Google considers buying links to be outside of their guidelines and they might take strong actions against that in the future. Matt Cutts indicated that "Google might take action" if webmasters buy links anyway.

Outbound links

Matt Cutts said that links to other websites are good for users, and therefore good for search engines.

The impact of spammy domains that are owned by the same person

Matt Cutts indicated that a webmaster who owns many spammy websites might get trouble with his other websites.

Catalog pages and online store search result pages

Google tries to avoid online store result pages in its own result pages. If an online store search result page looks like search results that are available anywhere else, then Google doesn't like the page. It's much better if it has unique content.

Category pages in online shops work better according to Matt Cutts. However, a product should only be listed in the best-applicable category instead of being listed in 30 different locations.

Matt Cutts recommended to analyze the web pages that currently have high rankings because webmasters can learn from them.

Website Structure and Content Development

Make a site with a clear hierarchy and text links. Every page should be reachable from at least one static text link. The key point is a clear hierarchy, and reachable from static text link.

Offer a site map. It is a very important SEO element for Google to index your web pages and assign appropriate search engine popularity scores (link popularity) to your web pages. It is particularly useful for large websites.

Create a useful, information-rich site, and write pages that clearly and accurately describe your content with words users would type to find your pages. Google clearly states that they love information-rich website. So, SEO should emphasize on content development, and not SEO tricks.

Try to use text instead of images to display important names, content, or links. The Google crawler doesn't recognize text contained in images. If you use images, make sure you provide descriptive and accurate ALT tags.

Avoiding SEO Spam

The fundamental works for SEO is to ensure only search engine acceptable practices are used, that is, make pages for users, not for search engines. If you or your SEO company implements unacceptable SEO practices or tricks, your website can be banned and removed from search engine index. This is especially true for Google. From experience, they are very determined to fight against search engine spam.

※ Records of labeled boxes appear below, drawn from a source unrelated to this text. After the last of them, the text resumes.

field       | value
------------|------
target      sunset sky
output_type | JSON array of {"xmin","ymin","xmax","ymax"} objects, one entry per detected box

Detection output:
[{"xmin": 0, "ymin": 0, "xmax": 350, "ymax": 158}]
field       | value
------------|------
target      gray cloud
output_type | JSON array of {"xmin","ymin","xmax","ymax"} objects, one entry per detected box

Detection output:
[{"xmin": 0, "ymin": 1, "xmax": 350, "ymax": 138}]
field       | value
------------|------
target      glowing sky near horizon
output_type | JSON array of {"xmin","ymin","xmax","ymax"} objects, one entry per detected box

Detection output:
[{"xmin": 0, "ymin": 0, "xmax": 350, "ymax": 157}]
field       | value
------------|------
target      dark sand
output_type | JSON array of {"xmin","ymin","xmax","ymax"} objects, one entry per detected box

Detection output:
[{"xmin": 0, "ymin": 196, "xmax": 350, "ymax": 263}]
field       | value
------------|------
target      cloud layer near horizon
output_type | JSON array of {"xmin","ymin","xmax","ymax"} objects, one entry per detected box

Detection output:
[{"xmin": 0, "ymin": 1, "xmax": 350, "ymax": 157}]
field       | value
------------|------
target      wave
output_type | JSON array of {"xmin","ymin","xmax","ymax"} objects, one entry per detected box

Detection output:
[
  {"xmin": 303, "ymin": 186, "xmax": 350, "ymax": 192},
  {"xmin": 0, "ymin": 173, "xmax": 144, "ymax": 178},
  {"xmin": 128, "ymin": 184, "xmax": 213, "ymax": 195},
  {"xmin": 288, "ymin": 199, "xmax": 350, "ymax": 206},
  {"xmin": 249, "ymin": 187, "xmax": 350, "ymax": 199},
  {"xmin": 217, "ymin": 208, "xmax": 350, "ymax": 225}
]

Therefore, you must alert that you do not commit in unacceptable SEO practices listed below:

Don't deceive your users or present different content to search engines than you display to users, which is commonly referred to as "cloaking." Cloaking refers to the practice of presenting different content or URLs to users and search engines, for example, showing different content to search engines than to users, or present HTML version to search engines and present Flash pages to users. Serving up different results based on user agent can be perceived as cloaking.

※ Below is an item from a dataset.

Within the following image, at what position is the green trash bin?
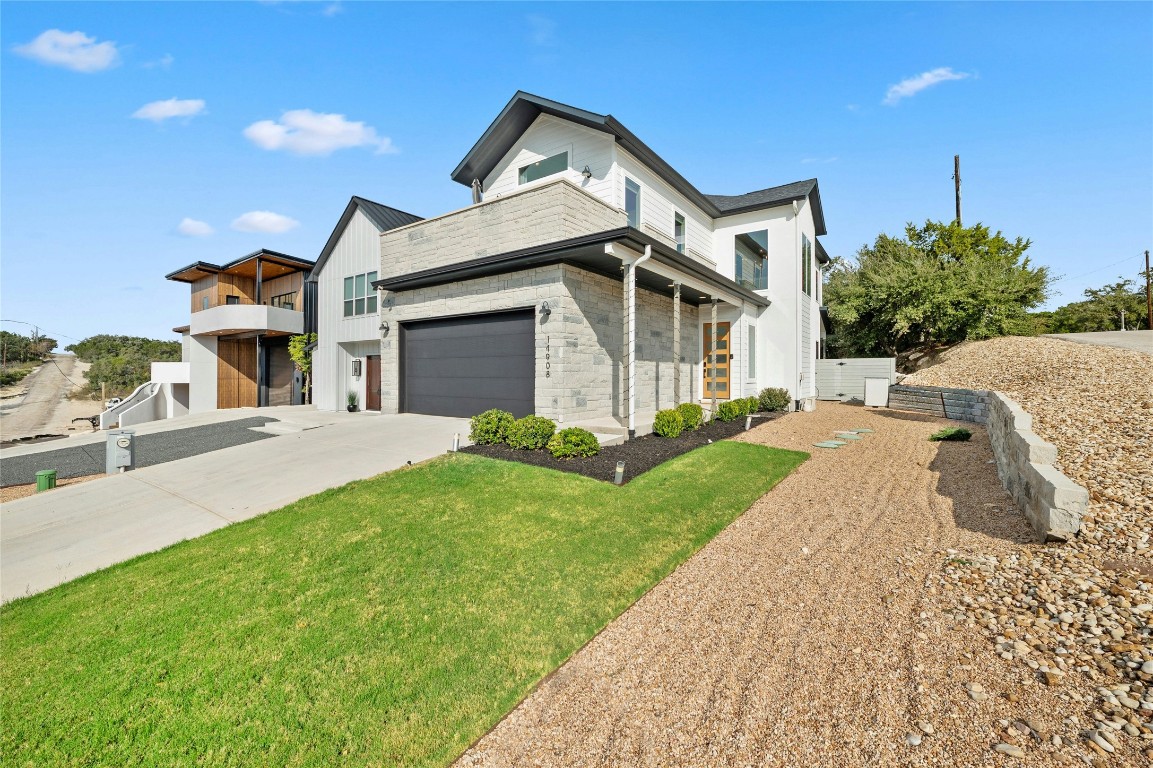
[36,469,56,494]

Hiding text or links in your content can cause your site to be perceived as untrustworthy since it presents information to search engines differently than to visitors.

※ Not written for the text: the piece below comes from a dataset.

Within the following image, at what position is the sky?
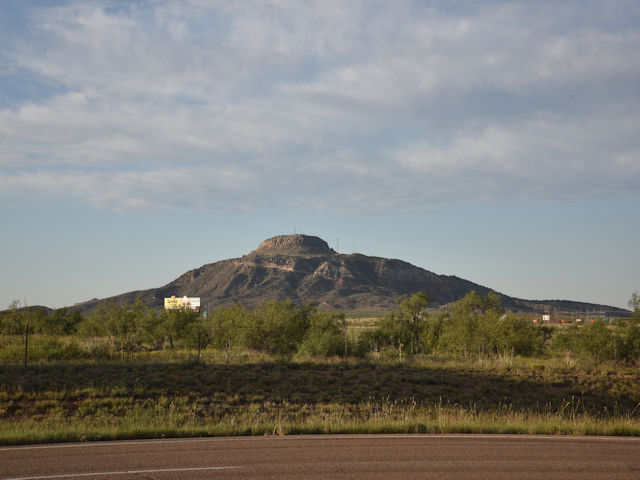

Text (such as excessive keywords) can be hidden in several ways, including but not limited to the following “black-hat” SEO techniques: white text on white background, use of CSS display:none or display: hidden to hide text, including text behind an image via DIV tag or layering techniques, small font size such as setting font size to 0. Some SEO companies believe that Google cannot detect spam if CSS tricks are used. Unfortunately, this is wrong.

Links can be hidden including but not limited to the following “black-hat” SEO techniques: link consists of hidden text, use of CSS to make tiny hyperlink such as text with one pixel high, link hidden in a small character such as hyperlink a hyphen in middle of a web page.

“Keyword stuffing" refers to the practice of loading a webpage with keywords in an attempt to manipulate a site's ranking in Google's search results. Excessive keywords in a meaningful web page can be perceived as keyword stuffing. Proper SEO must take care of this element.